The third proof that the Faith was alive in Ireland just before the Normans came hither is that we read in the ancient annals of Ireland that, from the time of Donnchadh, son of Brian, to the coming of the Normans, the prelates and nobles of Ireland organized three national councils in Ireland in which laws pertaining to the clergy and laity were laid down and approved.
The first council was held at Fiadh Mic nAonghusa the first year of the reign of Muircheartach O Briain in the year of the Lord 1105, and in it laws and regulations were laid down, and religion was reformed in Ireland.
Another national council was convened in Ireland the fifth year of the reign of the said Muircheartach, when the nobles and the ecclesiastics of Ireland came together at Raith Breasal, in the year of the Lord 1110, where sees or dioceses and their boundaries were regulated, and a fixed number of bishops placed over them, as we have said.
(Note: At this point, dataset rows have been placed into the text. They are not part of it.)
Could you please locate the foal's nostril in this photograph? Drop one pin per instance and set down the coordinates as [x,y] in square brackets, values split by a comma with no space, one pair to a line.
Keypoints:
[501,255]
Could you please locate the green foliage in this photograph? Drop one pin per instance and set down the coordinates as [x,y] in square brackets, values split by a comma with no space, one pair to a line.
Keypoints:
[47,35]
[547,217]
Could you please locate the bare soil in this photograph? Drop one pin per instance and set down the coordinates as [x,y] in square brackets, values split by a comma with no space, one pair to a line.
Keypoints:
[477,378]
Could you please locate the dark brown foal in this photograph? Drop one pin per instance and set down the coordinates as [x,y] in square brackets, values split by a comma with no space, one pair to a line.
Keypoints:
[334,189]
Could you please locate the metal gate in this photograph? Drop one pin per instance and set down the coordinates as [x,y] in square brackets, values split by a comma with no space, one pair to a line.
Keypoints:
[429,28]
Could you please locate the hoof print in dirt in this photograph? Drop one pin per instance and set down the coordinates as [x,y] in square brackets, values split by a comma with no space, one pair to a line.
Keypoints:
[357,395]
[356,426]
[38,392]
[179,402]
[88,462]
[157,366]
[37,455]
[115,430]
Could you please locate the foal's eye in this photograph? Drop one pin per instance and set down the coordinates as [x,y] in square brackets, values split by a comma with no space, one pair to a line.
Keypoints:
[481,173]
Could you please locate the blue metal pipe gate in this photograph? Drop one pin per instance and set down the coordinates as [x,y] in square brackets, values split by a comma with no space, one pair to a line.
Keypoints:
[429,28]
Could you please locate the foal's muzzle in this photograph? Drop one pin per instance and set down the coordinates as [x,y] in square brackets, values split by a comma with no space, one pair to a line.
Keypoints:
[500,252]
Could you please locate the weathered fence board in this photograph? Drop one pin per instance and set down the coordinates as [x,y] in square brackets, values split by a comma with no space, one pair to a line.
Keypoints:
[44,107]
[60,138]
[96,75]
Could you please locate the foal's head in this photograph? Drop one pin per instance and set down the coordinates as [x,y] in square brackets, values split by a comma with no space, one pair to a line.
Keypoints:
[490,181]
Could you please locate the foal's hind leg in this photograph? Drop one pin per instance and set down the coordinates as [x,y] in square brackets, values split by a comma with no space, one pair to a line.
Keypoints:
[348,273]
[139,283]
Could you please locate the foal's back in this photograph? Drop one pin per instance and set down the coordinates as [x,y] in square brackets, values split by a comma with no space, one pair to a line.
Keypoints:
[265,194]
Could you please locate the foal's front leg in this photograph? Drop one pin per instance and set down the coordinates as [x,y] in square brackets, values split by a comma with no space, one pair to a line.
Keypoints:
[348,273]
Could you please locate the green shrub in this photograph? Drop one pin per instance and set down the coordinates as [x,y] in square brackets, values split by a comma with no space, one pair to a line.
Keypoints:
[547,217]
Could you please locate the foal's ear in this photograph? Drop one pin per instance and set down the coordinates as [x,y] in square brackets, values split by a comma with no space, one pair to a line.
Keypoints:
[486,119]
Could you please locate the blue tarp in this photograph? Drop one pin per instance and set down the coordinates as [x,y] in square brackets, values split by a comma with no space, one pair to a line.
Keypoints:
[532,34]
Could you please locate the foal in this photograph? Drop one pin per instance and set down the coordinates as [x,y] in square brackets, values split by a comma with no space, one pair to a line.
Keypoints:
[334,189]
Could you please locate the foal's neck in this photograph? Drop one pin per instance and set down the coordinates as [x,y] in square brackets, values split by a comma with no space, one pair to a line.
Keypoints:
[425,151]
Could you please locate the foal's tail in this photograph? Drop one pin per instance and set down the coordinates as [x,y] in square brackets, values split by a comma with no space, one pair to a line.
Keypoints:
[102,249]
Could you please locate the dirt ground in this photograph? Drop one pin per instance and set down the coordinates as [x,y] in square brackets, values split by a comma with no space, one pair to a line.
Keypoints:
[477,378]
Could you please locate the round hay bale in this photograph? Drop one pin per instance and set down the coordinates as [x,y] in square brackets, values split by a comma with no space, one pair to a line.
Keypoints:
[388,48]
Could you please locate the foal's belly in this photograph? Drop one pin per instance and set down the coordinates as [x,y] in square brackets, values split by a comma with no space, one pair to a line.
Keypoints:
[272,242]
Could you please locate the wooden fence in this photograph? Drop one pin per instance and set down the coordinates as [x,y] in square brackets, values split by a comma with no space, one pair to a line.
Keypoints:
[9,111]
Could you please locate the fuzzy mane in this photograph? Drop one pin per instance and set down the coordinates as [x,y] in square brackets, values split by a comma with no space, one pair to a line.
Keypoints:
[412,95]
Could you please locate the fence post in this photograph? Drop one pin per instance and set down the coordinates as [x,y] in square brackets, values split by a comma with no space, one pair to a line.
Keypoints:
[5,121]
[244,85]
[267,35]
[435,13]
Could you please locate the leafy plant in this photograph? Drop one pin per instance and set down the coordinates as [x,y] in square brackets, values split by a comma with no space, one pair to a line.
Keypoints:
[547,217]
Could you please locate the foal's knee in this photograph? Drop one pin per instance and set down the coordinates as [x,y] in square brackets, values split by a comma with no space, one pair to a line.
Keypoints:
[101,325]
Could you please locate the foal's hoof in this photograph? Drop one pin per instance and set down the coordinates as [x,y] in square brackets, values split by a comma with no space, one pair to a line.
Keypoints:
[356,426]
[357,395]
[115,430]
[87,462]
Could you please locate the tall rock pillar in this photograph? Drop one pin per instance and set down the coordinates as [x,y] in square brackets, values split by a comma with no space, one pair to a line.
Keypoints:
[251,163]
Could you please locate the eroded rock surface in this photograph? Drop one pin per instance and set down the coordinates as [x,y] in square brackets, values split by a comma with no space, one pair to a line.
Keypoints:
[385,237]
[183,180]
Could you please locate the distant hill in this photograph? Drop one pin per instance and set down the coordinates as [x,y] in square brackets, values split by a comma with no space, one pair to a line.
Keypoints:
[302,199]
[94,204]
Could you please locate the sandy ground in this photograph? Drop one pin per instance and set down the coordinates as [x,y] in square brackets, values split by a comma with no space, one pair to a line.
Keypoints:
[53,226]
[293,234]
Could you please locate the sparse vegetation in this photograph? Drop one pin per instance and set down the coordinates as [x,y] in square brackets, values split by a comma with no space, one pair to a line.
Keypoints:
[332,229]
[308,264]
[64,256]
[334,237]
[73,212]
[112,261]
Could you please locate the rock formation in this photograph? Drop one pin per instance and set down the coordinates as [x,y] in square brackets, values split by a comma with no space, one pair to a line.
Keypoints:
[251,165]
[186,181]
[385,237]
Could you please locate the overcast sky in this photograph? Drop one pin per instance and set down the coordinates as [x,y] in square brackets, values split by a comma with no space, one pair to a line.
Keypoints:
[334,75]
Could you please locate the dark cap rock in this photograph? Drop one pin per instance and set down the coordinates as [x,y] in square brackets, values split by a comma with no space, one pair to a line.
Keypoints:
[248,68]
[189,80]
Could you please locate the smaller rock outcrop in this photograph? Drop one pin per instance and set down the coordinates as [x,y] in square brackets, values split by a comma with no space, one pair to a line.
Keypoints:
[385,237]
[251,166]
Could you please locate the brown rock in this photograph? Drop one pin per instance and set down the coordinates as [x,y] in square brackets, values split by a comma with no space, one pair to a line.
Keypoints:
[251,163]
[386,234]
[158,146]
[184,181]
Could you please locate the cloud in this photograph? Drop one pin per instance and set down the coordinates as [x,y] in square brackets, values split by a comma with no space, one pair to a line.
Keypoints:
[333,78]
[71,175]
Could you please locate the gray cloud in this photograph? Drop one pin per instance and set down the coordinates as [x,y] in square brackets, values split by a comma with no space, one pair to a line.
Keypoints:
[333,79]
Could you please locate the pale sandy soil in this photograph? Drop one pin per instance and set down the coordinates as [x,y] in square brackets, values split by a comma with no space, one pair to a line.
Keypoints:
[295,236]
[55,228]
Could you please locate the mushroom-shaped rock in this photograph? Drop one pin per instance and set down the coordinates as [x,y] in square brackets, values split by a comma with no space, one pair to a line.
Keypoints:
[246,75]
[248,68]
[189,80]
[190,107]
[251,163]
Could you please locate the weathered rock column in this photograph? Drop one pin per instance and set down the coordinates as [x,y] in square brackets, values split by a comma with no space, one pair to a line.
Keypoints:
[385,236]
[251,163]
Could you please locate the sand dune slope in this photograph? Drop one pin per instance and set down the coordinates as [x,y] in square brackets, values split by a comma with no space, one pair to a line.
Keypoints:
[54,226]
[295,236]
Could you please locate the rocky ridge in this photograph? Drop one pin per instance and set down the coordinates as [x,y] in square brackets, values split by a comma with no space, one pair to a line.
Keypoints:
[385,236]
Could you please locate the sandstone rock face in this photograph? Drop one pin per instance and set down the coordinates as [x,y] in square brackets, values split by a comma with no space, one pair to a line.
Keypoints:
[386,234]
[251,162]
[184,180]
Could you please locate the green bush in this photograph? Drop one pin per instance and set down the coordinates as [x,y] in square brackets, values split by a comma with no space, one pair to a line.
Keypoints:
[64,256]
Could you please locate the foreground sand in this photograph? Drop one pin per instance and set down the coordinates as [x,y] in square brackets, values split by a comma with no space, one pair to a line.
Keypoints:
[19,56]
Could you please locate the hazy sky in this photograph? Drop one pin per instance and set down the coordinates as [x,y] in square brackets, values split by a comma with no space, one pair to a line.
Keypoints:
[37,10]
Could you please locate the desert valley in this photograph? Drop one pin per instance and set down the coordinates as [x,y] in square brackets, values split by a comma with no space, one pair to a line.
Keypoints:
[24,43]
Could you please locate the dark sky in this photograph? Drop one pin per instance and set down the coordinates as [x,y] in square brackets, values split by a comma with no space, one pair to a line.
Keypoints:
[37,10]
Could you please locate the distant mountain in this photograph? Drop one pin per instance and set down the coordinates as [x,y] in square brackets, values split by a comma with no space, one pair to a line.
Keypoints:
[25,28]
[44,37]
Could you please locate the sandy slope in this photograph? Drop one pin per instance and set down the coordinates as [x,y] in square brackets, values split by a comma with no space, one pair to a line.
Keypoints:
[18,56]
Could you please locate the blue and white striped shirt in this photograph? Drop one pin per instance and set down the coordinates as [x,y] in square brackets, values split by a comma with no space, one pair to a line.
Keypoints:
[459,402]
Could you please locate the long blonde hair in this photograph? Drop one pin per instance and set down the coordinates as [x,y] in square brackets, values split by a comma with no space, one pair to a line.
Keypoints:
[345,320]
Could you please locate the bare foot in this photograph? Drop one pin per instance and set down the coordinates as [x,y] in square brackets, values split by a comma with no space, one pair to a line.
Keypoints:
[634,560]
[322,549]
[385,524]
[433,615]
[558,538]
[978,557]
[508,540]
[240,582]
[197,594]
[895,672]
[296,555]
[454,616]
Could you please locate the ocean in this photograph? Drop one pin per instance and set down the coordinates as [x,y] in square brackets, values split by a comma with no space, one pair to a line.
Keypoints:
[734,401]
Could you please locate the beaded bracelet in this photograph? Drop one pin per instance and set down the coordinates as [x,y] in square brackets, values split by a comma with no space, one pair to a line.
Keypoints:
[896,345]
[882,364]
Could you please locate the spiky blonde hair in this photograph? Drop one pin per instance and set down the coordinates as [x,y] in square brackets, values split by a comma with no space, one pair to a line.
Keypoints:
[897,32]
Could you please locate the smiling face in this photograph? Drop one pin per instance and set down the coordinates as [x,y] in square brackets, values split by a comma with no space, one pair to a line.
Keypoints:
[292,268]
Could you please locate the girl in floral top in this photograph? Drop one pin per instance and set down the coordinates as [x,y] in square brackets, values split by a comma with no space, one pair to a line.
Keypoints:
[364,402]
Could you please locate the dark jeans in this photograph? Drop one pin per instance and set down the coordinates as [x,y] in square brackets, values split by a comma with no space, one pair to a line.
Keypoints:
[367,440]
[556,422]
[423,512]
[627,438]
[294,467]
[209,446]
The third national council held in Ireland by the clergy and the genuine nobles of Ireland was at Ceanannus na Midhe, at which were Christianus, that is Giolla Criost O Conaire, bishop of Lios Mor, the Pope's legate in Ireland at the time, together with a cardinal called John Papiron, for the purpose of presenting four pallia to four archbishops in Ireland and of putting down simony and usury, and enforcing the payment of tithes, and of putting down robbery and rape and bad morals and evils of every kind besides.